The time at SunTrust was not totally misspent. Significantly, the Braves did manage to redefine the bobblehead tribute, perhaps for all time, by staging a Friday night promotion for the most disappointing player on the roster. Does the underwater homeowner frame his foreclosure notice? Or the CEO gold-plate the report of a losing quarter? What fan, then, wants to be mocked by the wobbling presence of his team’s most questionable moves?
Yet, the spring-loaded likeness of Bartolo Colon — obviously cast using his birth weight as a guide — may inspire a whole new line of odes to heartbreak.
Coming soon, the limited throwback edition B.J. Upton-doing-the-backstroke-in-a-silo-of-cash bobblehead. And the Kenshin Kawakami-wrapped-in-an-enigma bobble. They all will look great in the back of your spare bedroom closet with your Colon model.
And the weekend ended Sunday afternoon with poor, poor Jaime Garcia pitching well again and having neither a win nor the prospect of his own souvenir likeness to show for his good work. Here is the veteran stopgap pitcher most deserving of the lofty honor that only a bobblehead can provide.
But make one up quickly. Despite adding only one more win to his record despite a 1.48 ERA over his last five starts, word surely is getting out that this soon to be 31-year-old has actual life left in his arm. His marketability is certainly on the rise, and he is taking on the look of a valuable trade token once the Braves have reached the inevitable sell-off portion of their schedule.
June was supposed to be a time of healing, with a large majority of games back inside the Braves new home. If there were going to be any surprises, this would be the logical time for them to begin taking shape.
The hometown kid, shortstop Dansby Swanson, repeated once again Sunday what these hometown games are meant to accomplish. “I think it will prove to be good for us,” he said. Yet, of the eight home games already this young month, all against divisional opponents, five have been losers.
The Braves road record to date: 14-18 (.437).
At home: 13-17 (.433).
Geography has provided no easy cure for what ails this team.
For those still scanning the standings — and why do you torture yourself like that? — the Mets used this last series to inch ahead of the Braves into second in the NL East. The New Yorkers flew home through a cloud of elation as the best darn sub-.500 club in their division.

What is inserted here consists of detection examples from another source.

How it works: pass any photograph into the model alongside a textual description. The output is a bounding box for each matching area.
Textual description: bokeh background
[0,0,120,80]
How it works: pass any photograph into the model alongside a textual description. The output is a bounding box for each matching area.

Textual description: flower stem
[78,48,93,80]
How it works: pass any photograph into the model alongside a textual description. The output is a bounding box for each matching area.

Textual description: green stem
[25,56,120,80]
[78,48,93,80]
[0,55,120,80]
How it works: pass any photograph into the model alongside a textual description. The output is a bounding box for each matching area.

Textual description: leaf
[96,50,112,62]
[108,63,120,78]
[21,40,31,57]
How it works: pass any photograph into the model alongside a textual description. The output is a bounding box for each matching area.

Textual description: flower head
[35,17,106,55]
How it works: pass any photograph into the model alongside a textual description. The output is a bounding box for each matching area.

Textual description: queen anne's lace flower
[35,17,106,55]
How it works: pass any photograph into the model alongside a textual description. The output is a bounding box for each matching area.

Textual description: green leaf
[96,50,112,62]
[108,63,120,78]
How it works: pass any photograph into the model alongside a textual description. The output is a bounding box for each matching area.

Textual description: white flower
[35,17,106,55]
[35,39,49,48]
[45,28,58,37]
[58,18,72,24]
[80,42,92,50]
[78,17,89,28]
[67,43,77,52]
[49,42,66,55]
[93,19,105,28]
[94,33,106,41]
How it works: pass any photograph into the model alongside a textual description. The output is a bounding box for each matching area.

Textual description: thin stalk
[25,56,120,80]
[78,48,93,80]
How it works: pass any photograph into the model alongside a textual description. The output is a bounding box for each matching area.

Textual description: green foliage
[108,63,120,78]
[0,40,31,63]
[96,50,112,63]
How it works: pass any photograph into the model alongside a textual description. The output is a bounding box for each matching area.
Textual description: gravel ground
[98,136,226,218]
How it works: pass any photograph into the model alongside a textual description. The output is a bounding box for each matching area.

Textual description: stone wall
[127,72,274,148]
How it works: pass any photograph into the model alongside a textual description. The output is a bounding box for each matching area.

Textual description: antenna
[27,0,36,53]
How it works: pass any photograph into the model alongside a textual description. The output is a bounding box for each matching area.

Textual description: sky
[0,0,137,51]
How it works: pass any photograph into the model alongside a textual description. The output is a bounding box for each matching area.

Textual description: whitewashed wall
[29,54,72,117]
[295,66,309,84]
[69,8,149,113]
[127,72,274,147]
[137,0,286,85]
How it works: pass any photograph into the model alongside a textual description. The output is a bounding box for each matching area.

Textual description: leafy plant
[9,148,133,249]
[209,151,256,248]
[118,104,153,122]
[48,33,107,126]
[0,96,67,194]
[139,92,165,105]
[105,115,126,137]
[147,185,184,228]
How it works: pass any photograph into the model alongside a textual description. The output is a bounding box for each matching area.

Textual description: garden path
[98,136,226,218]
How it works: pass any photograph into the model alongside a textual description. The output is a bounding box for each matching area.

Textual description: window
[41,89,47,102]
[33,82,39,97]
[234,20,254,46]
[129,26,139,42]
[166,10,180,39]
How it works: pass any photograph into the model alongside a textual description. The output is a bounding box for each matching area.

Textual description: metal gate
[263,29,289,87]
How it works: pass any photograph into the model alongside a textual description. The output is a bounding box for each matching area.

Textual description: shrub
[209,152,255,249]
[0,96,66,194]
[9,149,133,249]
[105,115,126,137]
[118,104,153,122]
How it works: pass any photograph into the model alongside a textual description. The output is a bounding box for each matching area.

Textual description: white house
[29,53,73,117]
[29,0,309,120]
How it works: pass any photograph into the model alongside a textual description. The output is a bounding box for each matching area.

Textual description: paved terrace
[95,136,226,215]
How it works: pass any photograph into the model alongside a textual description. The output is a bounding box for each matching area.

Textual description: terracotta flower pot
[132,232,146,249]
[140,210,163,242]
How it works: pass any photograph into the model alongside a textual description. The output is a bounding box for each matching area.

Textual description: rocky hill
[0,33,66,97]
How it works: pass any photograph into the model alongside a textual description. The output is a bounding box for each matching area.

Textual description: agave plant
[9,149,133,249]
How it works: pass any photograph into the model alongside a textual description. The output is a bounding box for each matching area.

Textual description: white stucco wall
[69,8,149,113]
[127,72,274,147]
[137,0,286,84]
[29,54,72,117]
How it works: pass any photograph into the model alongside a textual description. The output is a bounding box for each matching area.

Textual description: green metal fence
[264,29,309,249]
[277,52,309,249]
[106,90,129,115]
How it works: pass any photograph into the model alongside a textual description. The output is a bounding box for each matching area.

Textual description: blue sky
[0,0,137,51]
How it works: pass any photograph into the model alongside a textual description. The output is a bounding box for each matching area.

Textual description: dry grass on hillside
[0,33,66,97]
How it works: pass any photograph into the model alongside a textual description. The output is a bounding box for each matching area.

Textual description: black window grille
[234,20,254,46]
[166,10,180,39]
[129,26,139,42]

What will stand as the true highlight for the weekend of too much baseball was the same kind of hopeful tease that has kept Braves fans on the hook for the past couple seasons: Help is coming. Really. Hang in there.
For the weekend’s best moments all belonged to those players whose baseball cards are still as blank as Tiger Woods’ mugshot stare.
It was Swanson, still technically a rook, scoring the winning run Friday in the bottom of the ninth, off the base hit of 23-year-old Rio Ruiz.
Then, in Saturday’s doubleheader matinee, Sean Newcomb made his Major League pitching debut and immediately earned the right to carp about his offense if he were only so inclined. He’s just too much of a team guy. He gave up an unearned run in 6 1/3 innings and still absorbed a loss.
We sense a theme here — one that floats over the Braves like a party balloon, only the party is set for 2019. Everything remains future focused. And here on the week of the baseball draft, that theme was only magnified.
The man in charge of that draft, Braves scouting director Brian Bridges, took note of Newcomb’s start. “There’s more on the come. We’re very fortunate to be in the situation we are,” he said, supplying the hope part of the formula.
Then came the necessary disclaimer, the plea for patience that might lose all meaning if not for moments like this weekend. “You have to be time-sensitive in this game to have success,” he said. “As much as the fans want to see the players (progressing in the minors), they need their time to develop as major leaguers, so you get the product on the field that we anticipate them being.”
The man who’s the subcontractor in this whole rebuild took small satisfaction in the weekend’s developments.
“But what we want to see as you start to see these first drops of talent coming through,” said GM John Coppolella, “is that it becomes wave after wave.”
Like the fans themselves, the bobblehead artisans of China await that moment and all the new orders for Braves who might actually make a difference.